The trace shows how each prefix is only used after insertion, ensuring no future prefix is incorrectly counted against itself.
A second example:
4 0 0
1 -1 1 -1
Prefix sums:
$p = [0,1,0,1,0]$
Only subarrays with sum 0 are counted, and the structure correctly counts repeated prefix collisions.
| j | p[j] | range | matches in previous | contribution | total |
|---|---|---|---|---|---|
| 0 | 0 | [0,0] | none | 0 | 0 |
| 1 | 1 | [1,1] | none | 0 | 0 |
| 2 | 0 | [0,0] | {0} | 1 | 1 |
| 3 | 1 | [1,1] | {1} | 1 | 2 |
| 4 | 0 | [0,0] | {0,0} | 2 | 4 |
This demonstrates correct handling of duplicates, which is essential for correctness.
Complexity Analysis
| Measure | Complexity | Explanation |
|---|---|---|
| Time | $O(n \log n)$ | Each prefix sum is inserted once and each query uses Fenwick tree operations over compressed coordinates |
| Space | $O(n)$ | Stores prefix sums, compressed array, and Fenwick tree |
The $n \log n$ complexity is sufficient for $2 \cdot 10^5$ elements, since each operation is logarithmic and the constant factors are small.
Test Cases
import sys, io
def run(inp: str) -> str:
sys.stdin = io.StringIO(inp)
from __main__ import solve
import sys
old = sys.stdout
sys.stdout = io.StringIO()
solve()
out = sys.stdout.getvalue()
sys.stdout = old
return out.strip()
# provided sample
assert run("3 3 5\n1 2 3\n") == "3"
# minimum size
assert run("1 0 0\n0\n") == "1"
# all negative
assert run("3 -2 -1\n-1 -1 -1\n") == "6"
# all zeros
assert run("5 0 0\n0 0 0 0 0\n") == "15"
# mixed
assert run("4 1 3\n1 -1 2 0\n") == run("4 1 3\n1 -1 2 0\n")
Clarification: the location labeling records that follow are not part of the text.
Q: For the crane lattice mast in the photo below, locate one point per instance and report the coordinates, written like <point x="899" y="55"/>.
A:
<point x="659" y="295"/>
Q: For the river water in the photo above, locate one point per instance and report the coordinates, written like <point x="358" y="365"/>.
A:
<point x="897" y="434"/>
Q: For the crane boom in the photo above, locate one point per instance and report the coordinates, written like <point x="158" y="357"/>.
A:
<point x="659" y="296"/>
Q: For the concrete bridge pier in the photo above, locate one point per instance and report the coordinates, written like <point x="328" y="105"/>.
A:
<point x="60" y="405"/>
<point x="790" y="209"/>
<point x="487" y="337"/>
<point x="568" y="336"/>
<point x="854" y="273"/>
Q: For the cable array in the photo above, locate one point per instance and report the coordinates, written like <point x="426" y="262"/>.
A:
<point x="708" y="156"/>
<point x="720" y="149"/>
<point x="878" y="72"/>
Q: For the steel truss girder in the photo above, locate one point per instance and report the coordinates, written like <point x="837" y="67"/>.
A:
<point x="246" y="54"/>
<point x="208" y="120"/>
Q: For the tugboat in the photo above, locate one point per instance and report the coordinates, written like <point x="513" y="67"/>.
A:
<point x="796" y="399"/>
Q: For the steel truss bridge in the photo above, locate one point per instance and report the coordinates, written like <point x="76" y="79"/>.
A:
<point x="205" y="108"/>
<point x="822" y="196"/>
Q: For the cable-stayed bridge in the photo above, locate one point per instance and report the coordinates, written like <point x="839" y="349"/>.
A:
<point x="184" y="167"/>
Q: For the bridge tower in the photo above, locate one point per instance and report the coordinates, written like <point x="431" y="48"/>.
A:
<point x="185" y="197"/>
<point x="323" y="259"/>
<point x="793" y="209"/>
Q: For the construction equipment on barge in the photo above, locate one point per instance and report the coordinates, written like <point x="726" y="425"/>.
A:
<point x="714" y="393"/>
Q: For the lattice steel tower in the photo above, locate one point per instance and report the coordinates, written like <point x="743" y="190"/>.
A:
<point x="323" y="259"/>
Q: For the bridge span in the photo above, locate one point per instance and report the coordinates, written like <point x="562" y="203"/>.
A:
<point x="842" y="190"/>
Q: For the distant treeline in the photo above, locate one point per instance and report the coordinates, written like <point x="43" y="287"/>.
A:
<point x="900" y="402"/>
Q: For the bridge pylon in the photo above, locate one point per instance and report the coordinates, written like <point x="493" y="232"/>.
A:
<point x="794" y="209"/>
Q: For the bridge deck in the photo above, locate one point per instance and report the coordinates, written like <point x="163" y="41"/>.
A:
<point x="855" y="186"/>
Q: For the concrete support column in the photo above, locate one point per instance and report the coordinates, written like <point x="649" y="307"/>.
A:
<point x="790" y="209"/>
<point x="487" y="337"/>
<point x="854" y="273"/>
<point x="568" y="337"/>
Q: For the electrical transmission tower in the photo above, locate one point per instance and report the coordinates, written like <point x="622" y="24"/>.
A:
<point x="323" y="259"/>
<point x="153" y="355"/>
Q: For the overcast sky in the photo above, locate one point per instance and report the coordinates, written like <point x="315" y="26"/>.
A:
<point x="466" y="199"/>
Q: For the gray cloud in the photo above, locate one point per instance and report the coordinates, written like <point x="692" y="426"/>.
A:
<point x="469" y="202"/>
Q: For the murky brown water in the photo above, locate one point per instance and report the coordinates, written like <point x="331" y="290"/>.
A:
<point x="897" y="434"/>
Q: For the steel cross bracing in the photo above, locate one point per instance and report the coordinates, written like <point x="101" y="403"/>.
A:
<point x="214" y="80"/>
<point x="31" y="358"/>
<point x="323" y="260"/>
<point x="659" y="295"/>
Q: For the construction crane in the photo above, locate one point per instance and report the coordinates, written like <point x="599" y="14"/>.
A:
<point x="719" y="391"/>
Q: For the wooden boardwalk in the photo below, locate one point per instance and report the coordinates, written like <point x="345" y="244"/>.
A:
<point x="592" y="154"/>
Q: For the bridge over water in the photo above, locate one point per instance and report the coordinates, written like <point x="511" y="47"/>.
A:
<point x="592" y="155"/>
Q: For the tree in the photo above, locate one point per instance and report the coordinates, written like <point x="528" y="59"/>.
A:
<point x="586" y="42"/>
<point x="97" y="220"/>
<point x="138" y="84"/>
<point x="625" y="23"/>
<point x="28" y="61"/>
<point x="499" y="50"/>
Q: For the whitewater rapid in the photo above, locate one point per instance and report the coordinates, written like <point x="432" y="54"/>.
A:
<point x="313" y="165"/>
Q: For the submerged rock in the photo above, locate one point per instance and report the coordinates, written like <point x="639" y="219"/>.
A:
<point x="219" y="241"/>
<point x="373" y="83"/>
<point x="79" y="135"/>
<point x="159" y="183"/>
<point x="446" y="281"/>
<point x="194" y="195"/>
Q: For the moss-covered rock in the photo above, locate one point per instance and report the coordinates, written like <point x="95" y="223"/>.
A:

| Test input | Expected output | What it validates |
|---|---|---|
1 0 0 / 0 |
1 | single element boundary |
3 -2 -1 / -1 -1 -1 |
6 | negative sums and multiple valid segments |
5 0 0 / 0 0 0 0 0 |
15 | duplicates and combinatorial count |
Edge Cases
One critical edge case is when all prefix sums are identical. For example, when all array elements are zero, every subarray has sum zero. The prefix array becomes a sequence of repeated values, and the Fenwick tree must correctly count combinations rather than unique values. The algorithm handles this because each identical prefix is inserted separately, so frequency counts accumulate naturally.
Another case is when $l$ and $r$ include zero but the array contains large positive and negative oscillations. For instance, alternating $1, -1$ produces many repeated prefix values. The range queries still correctly match all equal prefix pairs.
A final subtle case is when $l$ and $r$ are large negative and positive bounds, effectively counting all subarrays. In this case, each query interval always covers the full prefix range, and the algorithm reduces to counting all pairs $i < j$, which becomes $n(n+1)/2$, still handled correctly through cumulative Fenwick updates.